Eugénio de Andrade escreveu:

“Penso na pequena praça de Tarifa onde o vento chega sempre antes de mim. Tem a minha medida: três muros de cal voltados ao mar. Aí queria encontrar-me com Melville, e com mais ninguém. Um dia direi porquê.”

Pela Assírio & Alvim li, numa selecção, tradução e introdução de Mário Avelar, uma obra poética de Melville, sempre considerado como um poeta difícil pelo seu intenso fascínio na escrita, particularmente, na escrita de poemas de breve extensão e de grande sensibilidade estética chegou-me em hora certeira.  
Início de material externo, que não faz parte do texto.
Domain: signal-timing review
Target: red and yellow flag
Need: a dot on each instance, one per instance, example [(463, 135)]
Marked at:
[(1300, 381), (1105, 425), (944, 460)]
Sempre se entendeu ser Melville um poeta que levantaria a questão da tradução ou da versão, como bem nota Mário Avelar. De resto as próprias rimas expostas em intertextualidade tornam a narrativa numa difícil relação familiar.
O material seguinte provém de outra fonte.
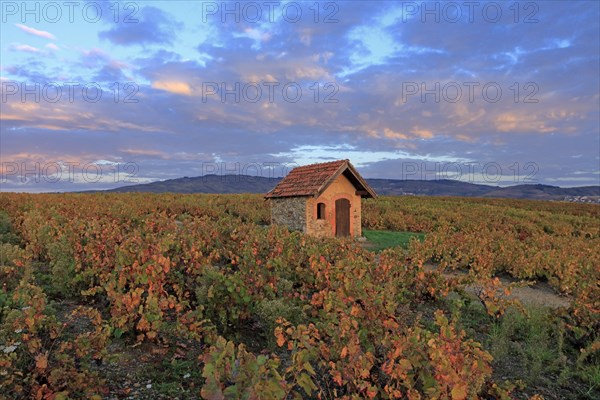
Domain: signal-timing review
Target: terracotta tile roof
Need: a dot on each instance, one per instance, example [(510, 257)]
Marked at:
[(311, 180)]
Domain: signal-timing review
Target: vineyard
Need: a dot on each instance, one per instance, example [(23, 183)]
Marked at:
[(198, 296)]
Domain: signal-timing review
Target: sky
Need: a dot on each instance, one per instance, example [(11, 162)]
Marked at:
[(101, 94)]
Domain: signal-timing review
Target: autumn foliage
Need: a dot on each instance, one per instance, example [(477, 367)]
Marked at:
[(335, 320)]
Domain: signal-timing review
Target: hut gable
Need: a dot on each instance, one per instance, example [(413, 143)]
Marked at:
[(320, 199)]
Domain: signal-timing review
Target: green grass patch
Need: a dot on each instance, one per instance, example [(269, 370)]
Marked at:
[(380, 240)]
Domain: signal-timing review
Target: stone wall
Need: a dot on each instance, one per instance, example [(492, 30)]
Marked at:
[(338, 189), (290, 212)]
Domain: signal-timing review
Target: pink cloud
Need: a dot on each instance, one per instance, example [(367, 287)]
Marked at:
[(25, 47), (36, 32)]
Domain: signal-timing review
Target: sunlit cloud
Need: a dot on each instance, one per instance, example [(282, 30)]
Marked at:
[(36, 32), (173, 87)]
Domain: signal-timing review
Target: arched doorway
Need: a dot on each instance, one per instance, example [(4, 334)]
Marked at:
[(342, 217)]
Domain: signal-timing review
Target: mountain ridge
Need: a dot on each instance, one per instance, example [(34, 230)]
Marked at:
[(231, 184)]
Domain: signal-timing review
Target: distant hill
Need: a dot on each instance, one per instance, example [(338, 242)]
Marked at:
[(388, 187)]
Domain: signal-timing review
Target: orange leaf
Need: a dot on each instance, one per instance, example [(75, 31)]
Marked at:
[(459, 392), (41, 361), (344, 352)]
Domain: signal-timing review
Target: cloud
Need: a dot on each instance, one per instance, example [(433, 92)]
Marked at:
[(25, 48), (154, 26), (173, 87), (35, 32)]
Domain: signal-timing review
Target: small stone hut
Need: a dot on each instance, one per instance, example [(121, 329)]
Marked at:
[(320, 199)]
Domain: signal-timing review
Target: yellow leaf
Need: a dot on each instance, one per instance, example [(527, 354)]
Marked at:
[(459, 392), (344, 352)]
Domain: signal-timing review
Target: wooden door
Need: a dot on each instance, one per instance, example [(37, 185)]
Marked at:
[(342, 217)]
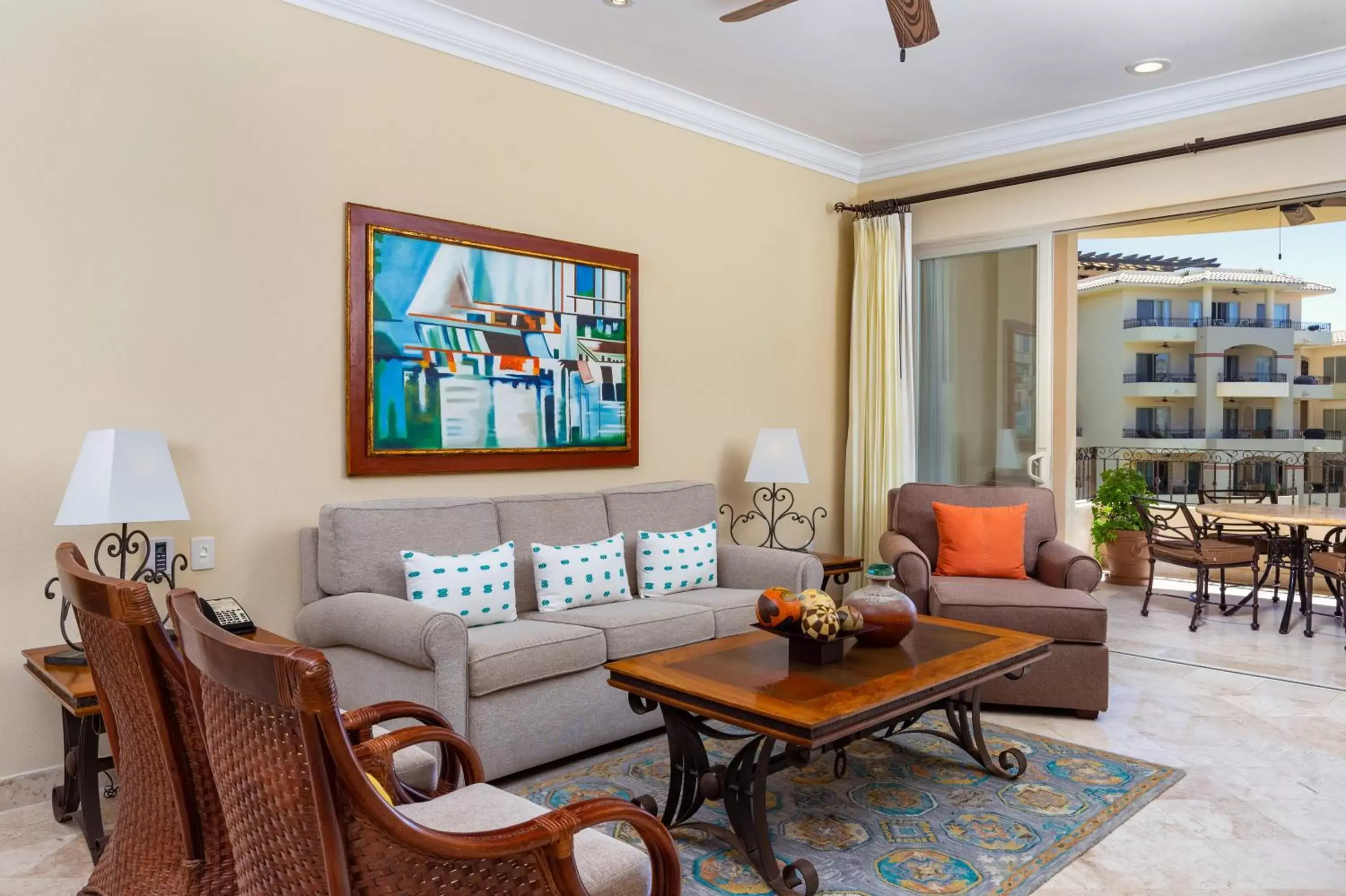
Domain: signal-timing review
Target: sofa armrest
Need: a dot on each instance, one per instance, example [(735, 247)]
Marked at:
[(745, 567), (912, 567), (410, 633), (1064, 565)]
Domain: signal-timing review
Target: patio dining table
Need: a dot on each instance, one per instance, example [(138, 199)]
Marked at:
[(1297, 520)]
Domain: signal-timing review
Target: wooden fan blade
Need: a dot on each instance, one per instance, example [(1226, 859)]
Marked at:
[(914, 22), (756, 10)]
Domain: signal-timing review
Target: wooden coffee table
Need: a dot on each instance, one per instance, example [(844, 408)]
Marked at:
[(747, 681)]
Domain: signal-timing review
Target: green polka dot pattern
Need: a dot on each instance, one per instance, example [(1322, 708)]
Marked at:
[(465, 583), (675, 561), (594, 574)]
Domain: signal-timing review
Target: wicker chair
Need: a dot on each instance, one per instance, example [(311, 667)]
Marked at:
[(1174, 537), (303, 817), (169, 794)]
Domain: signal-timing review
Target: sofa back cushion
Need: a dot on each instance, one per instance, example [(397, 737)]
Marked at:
[(912, 514), (660, 506), (360, 544), (547, 520)]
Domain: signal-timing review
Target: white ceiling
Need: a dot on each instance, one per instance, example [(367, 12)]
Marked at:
[(828, 69)]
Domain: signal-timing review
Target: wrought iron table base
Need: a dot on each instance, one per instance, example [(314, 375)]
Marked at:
[(742, 785), (77, 796)]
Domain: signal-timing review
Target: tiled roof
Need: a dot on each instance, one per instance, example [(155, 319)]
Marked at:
[(1196, 276)]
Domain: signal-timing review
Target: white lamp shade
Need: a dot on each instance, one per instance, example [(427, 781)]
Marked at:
[(777, 458), (123, 475)]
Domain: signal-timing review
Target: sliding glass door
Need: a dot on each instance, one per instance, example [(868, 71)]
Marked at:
[(983, 365)]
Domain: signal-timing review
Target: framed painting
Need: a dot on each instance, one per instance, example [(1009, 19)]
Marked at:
[(472, 349)]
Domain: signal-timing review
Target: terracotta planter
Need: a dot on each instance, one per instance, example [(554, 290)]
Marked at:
[(1128, 559)]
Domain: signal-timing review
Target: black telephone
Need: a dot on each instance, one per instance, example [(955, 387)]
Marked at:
[(227, 614)]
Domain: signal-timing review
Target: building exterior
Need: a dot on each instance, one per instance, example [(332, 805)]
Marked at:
[(1206, 358)]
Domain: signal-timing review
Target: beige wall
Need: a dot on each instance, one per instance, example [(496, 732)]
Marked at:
[(173, 237)]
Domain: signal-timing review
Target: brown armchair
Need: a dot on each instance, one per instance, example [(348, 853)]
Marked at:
[(303, 817), (1054, 600)]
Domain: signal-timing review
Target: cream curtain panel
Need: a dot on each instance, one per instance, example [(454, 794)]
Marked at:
[(881, 440)]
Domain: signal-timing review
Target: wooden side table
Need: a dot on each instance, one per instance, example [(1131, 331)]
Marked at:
[(838, 568), (81, 726)]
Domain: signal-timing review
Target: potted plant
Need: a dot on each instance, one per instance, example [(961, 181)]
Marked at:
[(1118, 531)]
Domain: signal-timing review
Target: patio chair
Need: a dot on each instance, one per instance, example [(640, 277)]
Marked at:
[(1174, 537)]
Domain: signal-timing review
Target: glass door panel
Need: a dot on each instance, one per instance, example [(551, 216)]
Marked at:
[(980, 376)]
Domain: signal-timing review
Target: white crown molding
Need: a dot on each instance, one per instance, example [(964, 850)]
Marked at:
[(1275, 81), (439, 27), (463, 35)]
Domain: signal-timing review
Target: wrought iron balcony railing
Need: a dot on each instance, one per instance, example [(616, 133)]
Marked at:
[(1252, 377), (1248, 434), (1163, 434), (1159, 377)]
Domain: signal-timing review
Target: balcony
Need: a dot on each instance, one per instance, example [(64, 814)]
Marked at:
[(1159, 385), (1255, 385)]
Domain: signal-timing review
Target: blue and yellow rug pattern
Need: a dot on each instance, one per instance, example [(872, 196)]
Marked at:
[(910, 816)]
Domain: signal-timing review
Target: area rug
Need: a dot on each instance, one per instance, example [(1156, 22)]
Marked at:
[(913, 814)]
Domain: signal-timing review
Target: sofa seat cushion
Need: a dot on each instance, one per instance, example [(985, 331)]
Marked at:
[(1026, 606), (734, 609), (634, 627), (607, 867), (528, 650)]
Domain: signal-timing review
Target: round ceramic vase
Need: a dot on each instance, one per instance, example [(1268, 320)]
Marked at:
[(883, 606)]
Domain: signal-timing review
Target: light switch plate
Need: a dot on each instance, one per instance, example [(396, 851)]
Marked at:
[(161, 553), (204, 552)]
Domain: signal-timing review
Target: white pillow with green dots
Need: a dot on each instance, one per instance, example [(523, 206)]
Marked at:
[(477, 587), (668, 563), (581, 575)]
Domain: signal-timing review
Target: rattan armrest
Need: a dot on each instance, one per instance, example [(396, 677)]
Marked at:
[(376, 755)]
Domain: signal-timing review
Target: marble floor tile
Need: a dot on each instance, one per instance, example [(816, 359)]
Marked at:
[(1256, 719)]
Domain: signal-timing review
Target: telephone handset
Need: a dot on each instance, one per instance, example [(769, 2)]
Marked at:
[(227, 614)]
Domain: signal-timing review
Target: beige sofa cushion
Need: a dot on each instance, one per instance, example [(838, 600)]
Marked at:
[(547, 520), (528, 650), (358, 544), (634, 627), (734, 609), (1026, 606), (607, 867)]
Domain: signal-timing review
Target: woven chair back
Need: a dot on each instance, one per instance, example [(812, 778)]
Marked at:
[(170, 836)]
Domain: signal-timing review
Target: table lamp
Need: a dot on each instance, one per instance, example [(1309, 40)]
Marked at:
[(777, 458), (122, 477)]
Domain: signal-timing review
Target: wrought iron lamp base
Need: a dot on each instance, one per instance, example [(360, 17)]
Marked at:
[(774, 505), (119, 547)]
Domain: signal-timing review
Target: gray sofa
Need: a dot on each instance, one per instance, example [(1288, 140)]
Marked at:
[(532, 691)]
Aqui me honro de dizer algo do que li. Aqui te leio Herman Melville e aqui te dou a ler como também foi teu céu.


SEIXOS

I

Embora nos Céus Deus insista

E designe a lei do tempo,

A pintada e a candeliça sabem

Que os ventos sopram como lhes aprouver

Na tempestade ou na tormenta

II

Velhos são os credos e caducas as escolas

(…) Os Mares inspiram-na, e a Verdade –

A verdade, jamais da semelhança se desvia.

 

A CANÇÃO DE LAMIA

 

Desce, desce!

Suave é o caminho descendente –

Dos teus solitários Alpes

Com invernosos cumes

Para junto de nossos mirtos nos vales de Maio.

Caminha então, caminha:

Montanhês, desce!

E mais do que uma coroa será a tua paga.

Vem, ah, vem!

Com as cataratas vem,

Esse hino ao vaguearem,

Quão suave é o caminho descendente!
 

Com Melville sempre a confirmação do quanto a minha ideia de árvore pertence ao arbusto como a memória quando a repenso, bem como quando dela me alheio.